Many input ports to templated destinations

Will_Weber · August 25, 2018, 1:58pm

Hey all!

Looking primarily for a recommendation or two on how one would recommend structuring a logstash config that is supposed to receive nearly 300 potentially very diverse sets of logs over the network that don't necessarily conform to a given message structure.

IE, non-rfc-compliant syslog, compliant syslog, cef from others, json from others.

The primary goal however, is to identify those messages as they come in, and then route them to their own topic on kafka. Thankfully due to the templating system in logstash that is exceedingly simple.

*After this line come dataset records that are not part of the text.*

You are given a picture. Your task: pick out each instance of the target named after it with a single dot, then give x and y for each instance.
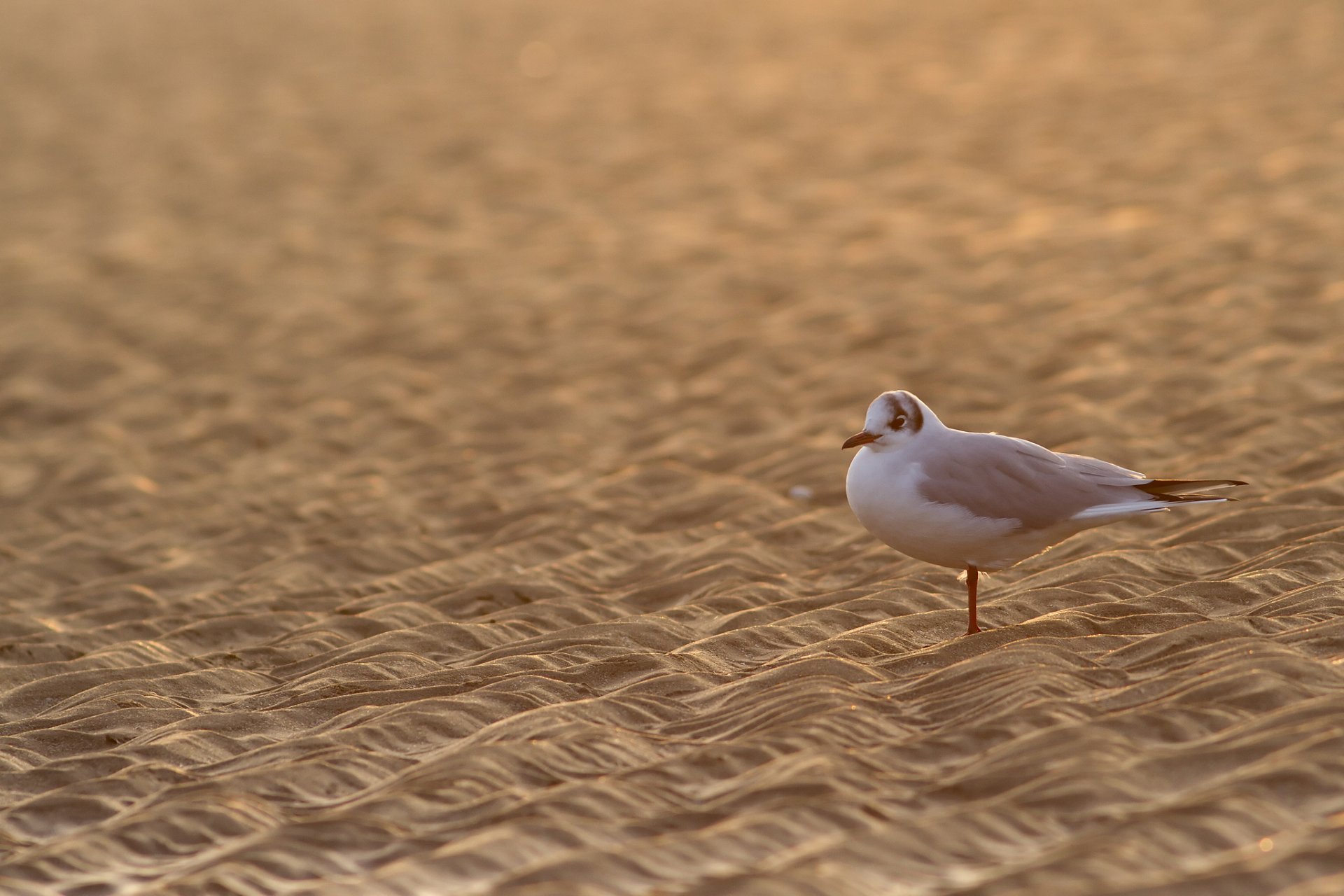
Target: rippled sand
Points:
(403, 405)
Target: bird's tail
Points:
(1183, 491)
(1163, 495)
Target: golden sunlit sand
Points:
(421, 429)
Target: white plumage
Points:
(984, 501)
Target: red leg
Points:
(972, 580)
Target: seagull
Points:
(981, 501)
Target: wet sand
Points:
(403, 405)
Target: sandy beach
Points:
(420, 447)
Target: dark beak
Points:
(860, 438)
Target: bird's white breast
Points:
(883, 491)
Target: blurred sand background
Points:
(401, 405)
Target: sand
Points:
(420, 464)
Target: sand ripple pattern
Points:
(402, 410)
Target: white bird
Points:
(986, 501)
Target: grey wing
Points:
(1007, 479)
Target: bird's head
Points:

To better construct my thought, here's a sample config:

input {
  tcp {
    port => 9000
    add_field => {
      topic => "syslog00"
    }
  }
  tcp {
    port => 9001
    add_field => {
      topic => "syslog01"
    }
  }
  tcp {
    port => 9002
    add_field => {
      topic => "syslog02"
    }
  }
#...(imagine another 297 input's similar to this)
}

output {
  kafka {
    bootstrap-servers => "kfk01.lan:9092,kfk02.lan:9092"
    topic_id => "%{[topic]}"
    compression => snappy
  }
}

I have a distinct feeling that there is a simpler way to do this, though I'm unable to really wrap my head around one that remains as easy to understand. Very open to suggestions as how to maybe make this a little better at scaling. (Also, not sure how well logstash would support this many open sockets at one time, though udp may be able to help with this, maybe?).

Unfortunately, there isn't really an easy way to identify the content of a message being passed in due to the lack of consistency in their structure(unstructured syslog, rfc-syslog, cef, json, etc.).

At first, I thought that using a translate filter and collection of hostnames or ip's would solve this, but due to the variation in hosts that would be sending in to this machine and the elastic nature of resources on the network, I figured that that path would be difficult to maintain long term.

Very open to suggestions or recommendations! Thanks for reading!

magnusbaeck · August 27, 2018, 6:08am

Well, if it isn't practical to detect the message kind based on the payload I don't see another option besides different listening ports as exemplified above. I'd prefer autodetection, at least as the primary means of message classification. You might not get down to a single-digit port count but surely way less than 300.

Will_Weber · August 27, 2018, 2:28pm

Thanks for the response Magnus!

I'd definitely be up for considering an auto-detection method as well. Though I'm not sure which sets of plugins would potentially constitute that. Mind nudging me in the right direction?

magnusbaeck · August 27, 2018, 2:34pm

I was thinking regexp conditions in an if statement (wrapping a mutate filter that adds fields and/or tags) or a grok filter if you want to perform parsing and detection in one swoop.

Will_Weber · August 30, 2018, 3:30am

Thanks for the feedback!

system · September 27, 2018, 3:30am

This topic was automatically closed 28 days after the last reply. New replies are no longer allowed.